La jeune femme retomba gauchement sur ses jambes, en position accroupie, avant de bondir aussitôt à la manière d’un fauve. Encore une fois, Narrac se contorsionna vers l’arrière, la lame ne lui tranchant qu’un revers de sa manche.
Ça aurait pu être un magnifique combat, songea-t-il. Mais malgré la haine et l’énergie qu’elle mettait dans ses mouvements, ses mouvements n’étaient pas aussi rapide qu’à son habitude. Narrac pouvait sentir, à chacun de ses geste, les blessures qui la faisait souffrir et l’alourdissait.
D’un geste sec, il tira un blaster portatif de sa manche. Trois rayons lasers frappèrent la jeune femme à la poitrine, au niveau du nombril et entre les seins. Elle resta un moment figé, les bras écartés, comme un pantin tenu par ses fils ; puis, elle bascula en arrière et tomba de la rampe. Narrac entendit son corps heurter le sol. Il s’avança jusqu’au bord : la jeune femme gisait dans une position bizarrement tordue, la poitrine soulevée de soubresauts.
Le jawa l’admira ainsi : frêle, chétive, faible. A sa merci. Un sourire de carnassier dévoila ses dents.
– Au moins, j’aurai le plaisir de te voir crever.
Un tir de blaster éclata dans la pièce. Il n’eut pas le temps de réagir qu’une douleur aveuglante lui déchirait le dos et lui traversait la poitrine. Le blaster chuta d’entre ses doigts, ses jambes cédèrent sous lui. Le plafond devint le sol et le sol le plafond. Un léger picotement derrière la tête lui fit comprendre qu’il s’était effondré. On lui avait tiré dessus ! Mais qui ? Qui ?
Il tenta en vain de se relever, mais ses membres lui semblèrent fait de pierre.
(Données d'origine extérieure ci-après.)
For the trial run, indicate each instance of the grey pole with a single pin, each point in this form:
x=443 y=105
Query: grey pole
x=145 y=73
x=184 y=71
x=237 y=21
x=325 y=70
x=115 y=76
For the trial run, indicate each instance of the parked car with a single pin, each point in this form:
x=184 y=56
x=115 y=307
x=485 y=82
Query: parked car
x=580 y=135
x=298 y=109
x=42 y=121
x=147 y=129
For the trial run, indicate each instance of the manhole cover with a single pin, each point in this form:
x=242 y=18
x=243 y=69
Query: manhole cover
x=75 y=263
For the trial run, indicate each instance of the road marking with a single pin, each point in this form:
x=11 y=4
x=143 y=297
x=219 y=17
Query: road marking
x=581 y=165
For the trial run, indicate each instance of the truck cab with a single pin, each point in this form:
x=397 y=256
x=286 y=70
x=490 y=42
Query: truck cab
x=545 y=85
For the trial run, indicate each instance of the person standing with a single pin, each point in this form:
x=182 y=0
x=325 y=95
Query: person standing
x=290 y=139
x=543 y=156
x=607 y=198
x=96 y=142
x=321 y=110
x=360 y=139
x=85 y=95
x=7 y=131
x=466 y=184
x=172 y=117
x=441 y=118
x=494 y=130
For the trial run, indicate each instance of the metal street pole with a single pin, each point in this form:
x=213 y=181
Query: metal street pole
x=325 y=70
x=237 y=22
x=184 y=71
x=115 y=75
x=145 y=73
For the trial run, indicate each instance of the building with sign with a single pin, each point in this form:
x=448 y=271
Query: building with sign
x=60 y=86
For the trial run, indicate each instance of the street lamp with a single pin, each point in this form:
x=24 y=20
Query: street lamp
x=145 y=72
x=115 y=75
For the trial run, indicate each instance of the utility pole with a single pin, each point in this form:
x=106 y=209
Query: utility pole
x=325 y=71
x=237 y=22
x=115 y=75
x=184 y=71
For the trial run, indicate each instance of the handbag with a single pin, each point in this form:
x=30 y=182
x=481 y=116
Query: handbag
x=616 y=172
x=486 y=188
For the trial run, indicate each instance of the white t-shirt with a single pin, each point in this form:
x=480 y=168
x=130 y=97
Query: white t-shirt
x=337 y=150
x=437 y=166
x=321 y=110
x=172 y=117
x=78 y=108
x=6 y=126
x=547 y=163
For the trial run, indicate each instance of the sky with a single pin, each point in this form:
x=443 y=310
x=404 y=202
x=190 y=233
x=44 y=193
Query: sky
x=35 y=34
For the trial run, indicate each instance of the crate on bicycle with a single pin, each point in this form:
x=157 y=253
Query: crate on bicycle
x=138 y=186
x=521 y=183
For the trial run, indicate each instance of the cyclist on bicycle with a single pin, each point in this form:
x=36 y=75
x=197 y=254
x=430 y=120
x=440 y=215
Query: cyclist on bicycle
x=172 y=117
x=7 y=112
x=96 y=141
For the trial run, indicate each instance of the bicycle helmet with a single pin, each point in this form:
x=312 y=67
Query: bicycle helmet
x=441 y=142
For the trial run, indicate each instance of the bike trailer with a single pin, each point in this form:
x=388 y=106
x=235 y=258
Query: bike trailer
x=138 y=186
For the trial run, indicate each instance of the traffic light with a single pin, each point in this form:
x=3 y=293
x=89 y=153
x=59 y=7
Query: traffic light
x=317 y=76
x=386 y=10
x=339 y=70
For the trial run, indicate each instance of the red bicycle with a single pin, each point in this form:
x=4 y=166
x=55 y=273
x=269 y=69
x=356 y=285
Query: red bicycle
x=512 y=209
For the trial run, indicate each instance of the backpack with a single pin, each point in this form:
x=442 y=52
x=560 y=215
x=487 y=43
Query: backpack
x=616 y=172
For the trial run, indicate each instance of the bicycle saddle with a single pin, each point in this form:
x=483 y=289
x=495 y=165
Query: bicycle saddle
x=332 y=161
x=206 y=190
Au-dessus de lui, le plafond en duracier pleurait du sable. Une légère fissure le traversait, semblable à un sourire, et pendant un instant, Narrac eut l’impression qu’il le lorgnait d’un air moqueur.
Il tenta encore une fois de se mouvoir. En vain. La tête lui tournait.
Lève-toi ! Bordel, lève-toi ! s’injuria-t-il intérieurement.
Mais même son instinct de survie semblait l’avoir abandonné.
Des bruits de bottes sur une surface métallique retentit à la limite de sa conscience. Un instant plus tard, une silhouette incontestablement féminine se dressa au-dessus de lui, protégée par une armure éraflée.
– Désolé petit, mais celle là est avec moi !
La voix moqueuse lui parvint légèrement grésillante. Narrac pouvait imaginer son expression, même si les traits de la femme étaient dissimulés par un casque en forme de tête de mort. Une tête de mort... Narrac eut envie de rire aux éclats, mais seul un gargouillis ignoble franchit ses lèvres.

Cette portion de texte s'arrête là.